Genetic factors, rearing experiences influence major depression in offspring

Genetic factors and rearing experiences equally impact the parent-offspring resemblance for treated major depression and alters the risk for major depression in the child, according to data published in JAMA Psychiatry.
“Renewed interest in adoption studies of psychiatric disorders has emerged largely owing to the availability of national record linkages in Scandinavia. However, to our knowledge, such studies have used psychiatric diagnoses from hospital admissions and sometimes specialist outpatient care,” Kenneth S. Kendler, MD, from Virginia Institute for Psychiatric and Behavioral Genetics at Virginia Commonwealth University, and colleagues wrote. “For [major depression], such samples are unlikely to be representative because most treated cases of [major depression] are seen solely in outpatient primary care settings.”

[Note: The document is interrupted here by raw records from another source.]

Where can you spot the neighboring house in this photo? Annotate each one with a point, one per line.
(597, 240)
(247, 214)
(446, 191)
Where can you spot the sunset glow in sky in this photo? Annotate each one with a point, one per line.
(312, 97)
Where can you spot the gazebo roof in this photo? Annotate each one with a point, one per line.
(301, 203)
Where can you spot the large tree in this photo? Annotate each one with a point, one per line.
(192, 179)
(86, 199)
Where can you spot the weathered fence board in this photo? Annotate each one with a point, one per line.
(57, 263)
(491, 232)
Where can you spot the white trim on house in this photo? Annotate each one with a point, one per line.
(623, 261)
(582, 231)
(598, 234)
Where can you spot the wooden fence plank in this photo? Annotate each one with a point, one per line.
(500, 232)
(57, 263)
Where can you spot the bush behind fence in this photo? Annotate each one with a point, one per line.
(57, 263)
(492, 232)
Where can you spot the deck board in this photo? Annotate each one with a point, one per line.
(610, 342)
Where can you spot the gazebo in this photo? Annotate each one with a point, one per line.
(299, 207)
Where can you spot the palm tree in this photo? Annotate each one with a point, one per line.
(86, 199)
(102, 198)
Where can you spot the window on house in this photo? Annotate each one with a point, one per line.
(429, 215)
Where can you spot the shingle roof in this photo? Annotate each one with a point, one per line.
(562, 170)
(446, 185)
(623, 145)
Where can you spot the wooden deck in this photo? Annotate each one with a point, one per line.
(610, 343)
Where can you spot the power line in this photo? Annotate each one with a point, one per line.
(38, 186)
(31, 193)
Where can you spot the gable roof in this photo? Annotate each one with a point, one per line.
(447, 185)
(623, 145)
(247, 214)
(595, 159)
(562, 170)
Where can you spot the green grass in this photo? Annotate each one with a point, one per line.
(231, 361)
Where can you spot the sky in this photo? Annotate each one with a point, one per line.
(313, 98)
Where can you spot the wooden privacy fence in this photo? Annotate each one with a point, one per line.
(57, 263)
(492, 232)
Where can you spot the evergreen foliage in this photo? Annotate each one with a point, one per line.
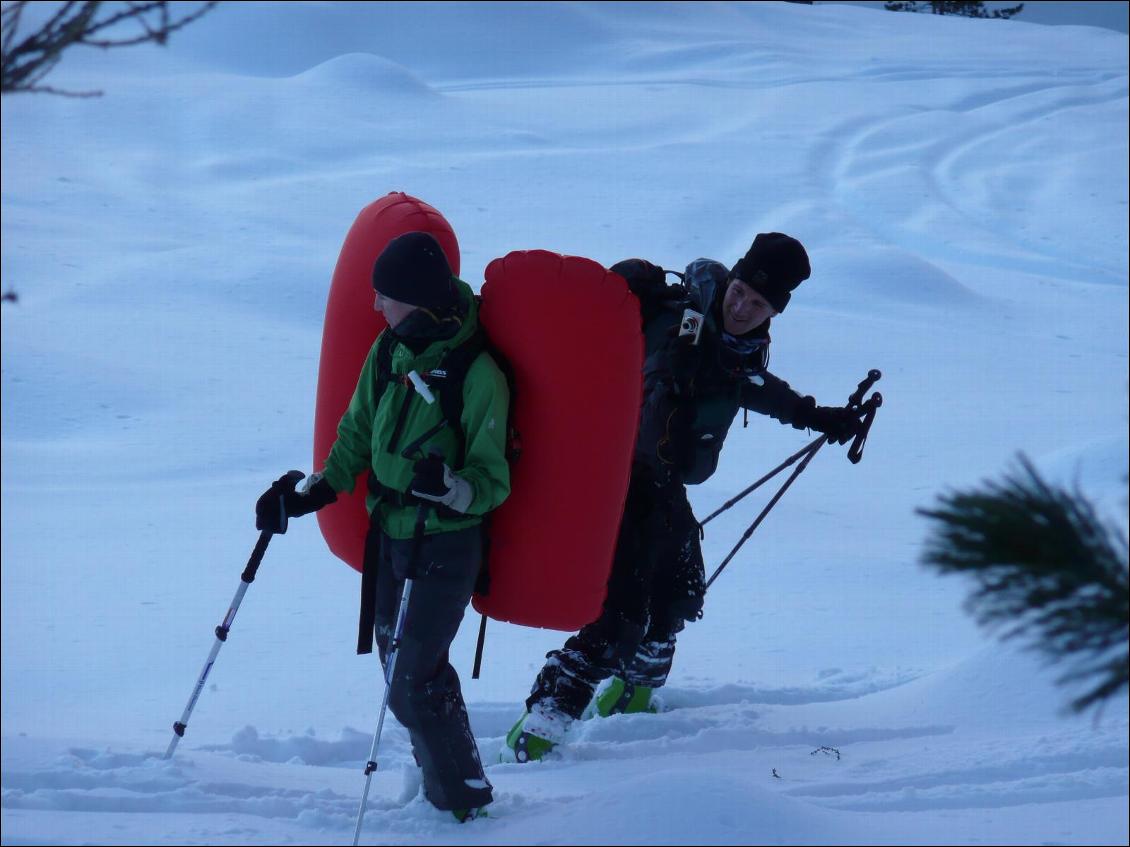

Prior research has examined the relationship between sibling resemblance and major depression, but the sources of resemblance across generations remains unknown, according to the researchers. Kendler and colleagues performed a Swedish population-register-based study to determine the significance of genetic and rearing effects on the parent-offspring resemblance for treated major depression. Using data collected from Jan. 1, 1960, through Dec. 31, 2016, the investigators tested for parent-child resemblance for genes plus rearing, genes-only and rearing-only associations among five family types: intact, adoptive, not-lived-with father, stepfather and triparental.
Of 2,269,552 offspring included in the study, the weighted tetrachoric correlations for major depression across family types and across mothers and fathers were: r = 0.17 (95% CI, 0.16-0.17) for genes plus rearing; r = 0.08 (95% CI, 0.06-0.09) for genes-only; and r = 0.08 (95% CI, 0.07-0.09) for rearing-only parent-child associations. Only the genes plus rearing connection varied significantly between mothers (r = 0.18; 95% CI, 0.18-0.18) and fathers (r = 0.15; 95% CI, 0.15-0.16).
The prevalence rate of major depression in child and biological parents were approximately 50% lower in the intact families than in the not-lived-with father, stepfather, adoptive and triparental families, but the rate in stepparents and adoptive parents were like those in intact families. Parents with clinical major depression diagnosis equally affected the risk for major depression in children with intact families. The impact of affected biological and affected adoptive parents on adoptee risk for major depression acted additively in adoptive families.
“Parent-offspring transmission of risk for [major depression] is the result of genetic factors and rearing experiences to an approximately equal degree. These two forms of cross-generational transmission appear to act additively on offspring [major depression] risk,” Kendler and colleagues wrote. “Although much of the genetic research on [major depression] has recently focused on the role of molecular variants, our results suggest that environmental processes also affect appreciably the tendency for [major depression] to aggregate within families.” – by Savannah Demko
Disclosure : The authors report no relevant financial disclosures.